Me ne andai turbato e ritornai in Italia, lasciai passare gli anni, quelli duri della seconda guerra mondiale, ma quando fu finita ritornai a Levico: dovevo assolutamente sapere. Pensai che interessando il parroco locale forse Nicoletti mi avrebbe aperto, ma ebbi una brutta notizia.

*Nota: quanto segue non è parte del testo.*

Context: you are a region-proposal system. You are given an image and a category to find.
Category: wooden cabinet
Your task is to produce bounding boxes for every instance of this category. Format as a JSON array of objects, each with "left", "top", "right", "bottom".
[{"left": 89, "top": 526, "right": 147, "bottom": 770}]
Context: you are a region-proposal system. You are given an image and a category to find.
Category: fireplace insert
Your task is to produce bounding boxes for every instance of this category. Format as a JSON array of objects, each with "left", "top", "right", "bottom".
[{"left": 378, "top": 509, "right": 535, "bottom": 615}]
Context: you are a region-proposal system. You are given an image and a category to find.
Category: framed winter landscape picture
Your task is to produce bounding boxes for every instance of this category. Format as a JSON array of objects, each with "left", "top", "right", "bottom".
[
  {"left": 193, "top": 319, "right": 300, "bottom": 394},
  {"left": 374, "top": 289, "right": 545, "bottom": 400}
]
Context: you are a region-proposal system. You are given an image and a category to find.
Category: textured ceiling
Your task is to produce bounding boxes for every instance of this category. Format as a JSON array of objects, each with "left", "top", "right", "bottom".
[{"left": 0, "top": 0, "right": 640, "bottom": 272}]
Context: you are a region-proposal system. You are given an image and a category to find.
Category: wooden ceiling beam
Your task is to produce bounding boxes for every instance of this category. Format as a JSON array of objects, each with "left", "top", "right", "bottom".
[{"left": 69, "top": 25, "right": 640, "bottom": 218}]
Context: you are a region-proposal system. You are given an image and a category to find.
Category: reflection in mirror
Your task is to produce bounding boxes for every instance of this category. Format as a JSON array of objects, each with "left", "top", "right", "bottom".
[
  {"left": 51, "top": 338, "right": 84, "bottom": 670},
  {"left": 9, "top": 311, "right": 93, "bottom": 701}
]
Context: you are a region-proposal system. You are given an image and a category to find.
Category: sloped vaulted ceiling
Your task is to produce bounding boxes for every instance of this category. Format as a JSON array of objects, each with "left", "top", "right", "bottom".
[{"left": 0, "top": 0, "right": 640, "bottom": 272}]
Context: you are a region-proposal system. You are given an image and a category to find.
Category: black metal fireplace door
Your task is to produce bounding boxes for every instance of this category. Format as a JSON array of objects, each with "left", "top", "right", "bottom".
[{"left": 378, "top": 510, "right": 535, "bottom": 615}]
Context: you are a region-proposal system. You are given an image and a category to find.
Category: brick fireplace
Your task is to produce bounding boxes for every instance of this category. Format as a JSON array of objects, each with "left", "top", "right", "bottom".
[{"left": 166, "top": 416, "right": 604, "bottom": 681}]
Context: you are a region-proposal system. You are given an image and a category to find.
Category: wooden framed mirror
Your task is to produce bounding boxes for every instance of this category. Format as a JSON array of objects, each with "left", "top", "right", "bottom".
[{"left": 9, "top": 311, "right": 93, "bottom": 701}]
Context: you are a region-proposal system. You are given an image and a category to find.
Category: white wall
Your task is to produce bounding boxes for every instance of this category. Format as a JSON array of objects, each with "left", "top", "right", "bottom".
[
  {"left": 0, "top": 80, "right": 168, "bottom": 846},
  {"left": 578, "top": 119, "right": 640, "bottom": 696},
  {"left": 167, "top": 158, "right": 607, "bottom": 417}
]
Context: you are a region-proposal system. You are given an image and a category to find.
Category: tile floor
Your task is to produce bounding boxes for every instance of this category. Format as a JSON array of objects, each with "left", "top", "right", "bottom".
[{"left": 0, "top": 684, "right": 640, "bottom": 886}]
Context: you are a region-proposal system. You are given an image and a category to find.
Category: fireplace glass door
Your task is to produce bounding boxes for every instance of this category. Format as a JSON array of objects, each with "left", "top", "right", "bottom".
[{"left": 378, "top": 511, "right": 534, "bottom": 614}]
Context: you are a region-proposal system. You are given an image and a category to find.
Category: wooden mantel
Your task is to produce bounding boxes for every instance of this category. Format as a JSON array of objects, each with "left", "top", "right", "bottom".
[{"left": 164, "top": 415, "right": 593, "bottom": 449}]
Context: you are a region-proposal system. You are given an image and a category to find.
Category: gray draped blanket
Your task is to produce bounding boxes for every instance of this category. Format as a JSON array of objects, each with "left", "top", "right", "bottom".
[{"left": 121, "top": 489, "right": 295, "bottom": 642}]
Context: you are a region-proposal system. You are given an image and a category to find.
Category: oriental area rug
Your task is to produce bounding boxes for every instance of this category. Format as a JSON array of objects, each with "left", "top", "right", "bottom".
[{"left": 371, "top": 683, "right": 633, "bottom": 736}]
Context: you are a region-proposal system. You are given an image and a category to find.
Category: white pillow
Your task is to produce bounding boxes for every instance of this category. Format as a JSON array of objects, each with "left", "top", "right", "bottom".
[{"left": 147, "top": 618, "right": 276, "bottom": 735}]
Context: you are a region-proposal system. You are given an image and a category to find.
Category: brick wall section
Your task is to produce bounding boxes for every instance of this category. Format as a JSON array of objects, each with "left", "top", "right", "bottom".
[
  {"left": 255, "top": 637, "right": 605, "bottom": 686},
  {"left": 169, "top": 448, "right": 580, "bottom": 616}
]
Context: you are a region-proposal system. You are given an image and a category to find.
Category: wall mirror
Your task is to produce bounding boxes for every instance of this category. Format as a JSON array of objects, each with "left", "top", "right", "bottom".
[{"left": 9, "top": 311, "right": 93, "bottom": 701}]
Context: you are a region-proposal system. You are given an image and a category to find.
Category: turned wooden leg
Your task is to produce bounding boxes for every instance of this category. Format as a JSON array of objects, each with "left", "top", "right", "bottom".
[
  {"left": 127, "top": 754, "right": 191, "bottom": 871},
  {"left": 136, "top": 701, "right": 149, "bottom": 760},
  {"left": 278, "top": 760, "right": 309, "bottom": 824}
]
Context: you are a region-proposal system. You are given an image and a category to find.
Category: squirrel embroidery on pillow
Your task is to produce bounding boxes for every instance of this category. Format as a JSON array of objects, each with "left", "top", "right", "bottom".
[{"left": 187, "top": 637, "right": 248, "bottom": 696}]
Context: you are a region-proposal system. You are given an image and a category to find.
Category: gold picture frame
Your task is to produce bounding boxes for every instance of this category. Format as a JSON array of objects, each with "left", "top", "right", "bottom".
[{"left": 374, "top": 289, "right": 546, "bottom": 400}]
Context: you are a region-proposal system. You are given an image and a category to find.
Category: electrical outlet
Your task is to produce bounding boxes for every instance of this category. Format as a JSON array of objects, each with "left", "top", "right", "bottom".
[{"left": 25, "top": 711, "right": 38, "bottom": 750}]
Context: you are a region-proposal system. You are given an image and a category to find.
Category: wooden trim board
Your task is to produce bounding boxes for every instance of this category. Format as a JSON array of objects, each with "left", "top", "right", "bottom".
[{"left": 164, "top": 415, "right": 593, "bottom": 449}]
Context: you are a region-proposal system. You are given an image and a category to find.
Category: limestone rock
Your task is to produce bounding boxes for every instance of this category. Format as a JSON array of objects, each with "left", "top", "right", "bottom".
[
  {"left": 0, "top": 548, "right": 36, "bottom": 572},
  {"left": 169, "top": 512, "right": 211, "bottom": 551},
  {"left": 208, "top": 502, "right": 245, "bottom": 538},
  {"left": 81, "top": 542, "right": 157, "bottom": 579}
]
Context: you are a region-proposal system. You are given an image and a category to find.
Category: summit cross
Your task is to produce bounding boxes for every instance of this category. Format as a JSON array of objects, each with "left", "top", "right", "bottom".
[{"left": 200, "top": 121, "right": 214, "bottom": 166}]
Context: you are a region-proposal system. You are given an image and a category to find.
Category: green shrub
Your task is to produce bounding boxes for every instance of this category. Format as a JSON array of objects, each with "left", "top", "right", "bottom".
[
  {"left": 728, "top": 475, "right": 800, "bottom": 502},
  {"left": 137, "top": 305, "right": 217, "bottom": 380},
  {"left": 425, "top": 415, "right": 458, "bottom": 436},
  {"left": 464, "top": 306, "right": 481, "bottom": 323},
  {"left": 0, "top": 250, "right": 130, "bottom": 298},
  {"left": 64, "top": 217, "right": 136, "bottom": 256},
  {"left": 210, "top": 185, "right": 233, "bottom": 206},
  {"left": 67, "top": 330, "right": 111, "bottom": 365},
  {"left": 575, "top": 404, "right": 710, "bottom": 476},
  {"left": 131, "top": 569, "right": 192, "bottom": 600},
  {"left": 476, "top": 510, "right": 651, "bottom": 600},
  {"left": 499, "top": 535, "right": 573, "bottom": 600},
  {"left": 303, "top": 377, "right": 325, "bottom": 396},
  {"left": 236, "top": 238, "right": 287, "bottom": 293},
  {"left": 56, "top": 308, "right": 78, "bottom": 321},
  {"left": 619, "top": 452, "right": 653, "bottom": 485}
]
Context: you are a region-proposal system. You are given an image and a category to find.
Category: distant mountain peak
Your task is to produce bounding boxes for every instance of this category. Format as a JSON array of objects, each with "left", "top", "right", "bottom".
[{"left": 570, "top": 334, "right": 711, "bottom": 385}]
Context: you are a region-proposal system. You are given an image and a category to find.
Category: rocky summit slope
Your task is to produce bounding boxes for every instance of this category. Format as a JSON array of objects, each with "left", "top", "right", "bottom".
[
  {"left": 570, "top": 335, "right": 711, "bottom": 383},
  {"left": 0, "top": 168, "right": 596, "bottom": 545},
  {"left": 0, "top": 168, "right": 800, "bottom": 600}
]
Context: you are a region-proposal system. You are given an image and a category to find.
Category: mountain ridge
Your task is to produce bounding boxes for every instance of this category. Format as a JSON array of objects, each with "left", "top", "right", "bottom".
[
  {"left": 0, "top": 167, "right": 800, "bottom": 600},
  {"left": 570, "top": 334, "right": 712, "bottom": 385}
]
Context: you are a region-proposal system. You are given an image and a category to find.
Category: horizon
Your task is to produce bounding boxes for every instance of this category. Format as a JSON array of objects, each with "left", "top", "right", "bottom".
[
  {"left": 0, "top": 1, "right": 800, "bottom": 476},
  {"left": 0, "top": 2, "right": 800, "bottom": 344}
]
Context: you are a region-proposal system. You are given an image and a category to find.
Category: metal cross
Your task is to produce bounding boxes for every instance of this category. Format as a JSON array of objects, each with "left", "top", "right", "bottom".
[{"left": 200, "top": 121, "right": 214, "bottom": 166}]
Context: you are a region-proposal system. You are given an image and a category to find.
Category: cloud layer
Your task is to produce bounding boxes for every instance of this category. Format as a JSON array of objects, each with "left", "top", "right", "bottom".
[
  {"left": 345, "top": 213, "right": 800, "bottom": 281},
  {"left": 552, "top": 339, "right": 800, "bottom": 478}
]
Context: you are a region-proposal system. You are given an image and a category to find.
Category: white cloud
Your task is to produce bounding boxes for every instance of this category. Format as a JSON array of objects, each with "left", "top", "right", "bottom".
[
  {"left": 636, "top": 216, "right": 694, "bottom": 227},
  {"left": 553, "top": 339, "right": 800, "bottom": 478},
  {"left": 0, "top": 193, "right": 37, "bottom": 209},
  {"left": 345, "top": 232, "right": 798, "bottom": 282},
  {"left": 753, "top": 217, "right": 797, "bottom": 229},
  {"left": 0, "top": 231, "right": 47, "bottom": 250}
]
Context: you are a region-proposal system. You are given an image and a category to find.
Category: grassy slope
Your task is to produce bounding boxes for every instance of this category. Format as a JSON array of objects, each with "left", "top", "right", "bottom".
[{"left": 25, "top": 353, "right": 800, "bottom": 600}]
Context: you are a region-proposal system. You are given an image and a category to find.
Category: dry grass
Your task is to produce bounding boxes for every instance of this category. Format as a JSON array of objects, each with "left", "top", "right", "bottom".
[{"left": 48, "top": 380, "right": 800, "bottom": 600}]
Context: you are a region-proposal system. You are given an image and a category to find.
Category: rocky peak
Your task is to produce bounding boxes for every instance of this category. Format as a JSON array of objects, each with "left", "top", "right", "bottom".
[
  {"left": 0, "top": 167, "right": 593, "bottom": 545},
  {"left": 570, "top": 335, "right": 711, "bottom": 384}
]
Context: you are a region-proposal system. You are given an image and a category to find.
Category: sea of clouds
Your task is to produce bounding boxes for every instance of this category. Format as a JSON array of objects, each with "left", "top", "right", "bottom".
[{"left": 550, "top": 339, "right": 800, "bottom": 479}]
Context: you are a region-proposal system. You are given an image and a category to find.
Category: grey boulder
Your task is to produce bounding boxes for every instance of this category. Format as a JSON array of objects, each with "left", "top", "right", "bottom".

Il sacerdote mi disse infatti che l’isolamento del tenente era durato fino al 1944; di quella guerra così violenta non si curava, non gli interessava proprio più niente del mondo, ma una notte di settembre di quell’anno qualcuno bussò alla sua porta e lui aprì il suo cuore. Era una famiglia ebrea in fuga, che lui accolse, ospitò per alcuni giorni e poi portò in un luogo più sicuro. Un delatore lo denunciò alla polizia, la Gestapo lo arrestò, sottoponendolo a torture, ma non parlò. Una fredda mattina di novembre, gli occhi rivolti alle cime appena imbiancate che lui tanto amava, affrontò il plotone di esecuzione.

Degli altri presenti quel giorno di Natale, italiani, austriaci, croati, se non divorati dal fuoco della guerra, se ne tornarono alle loro case, più di uno con il corpo offeso, ma tutti con l’animo segnato da una tragedia a cui furono costretti.  Ma ve n’era anche un altro, che non è mai assente, ma basta cercarlo: quel Gesù che aprì il suo cuore agli uomini fino al punto di immolarsi per essi e che sempre bussa , anche se pochi gli aprono.

E infine c’ero io, ora un povero vecchio deluso dalla vita, ma sono sempre qui, pronto ad aprire il mio cuore a chi chiede solo amore.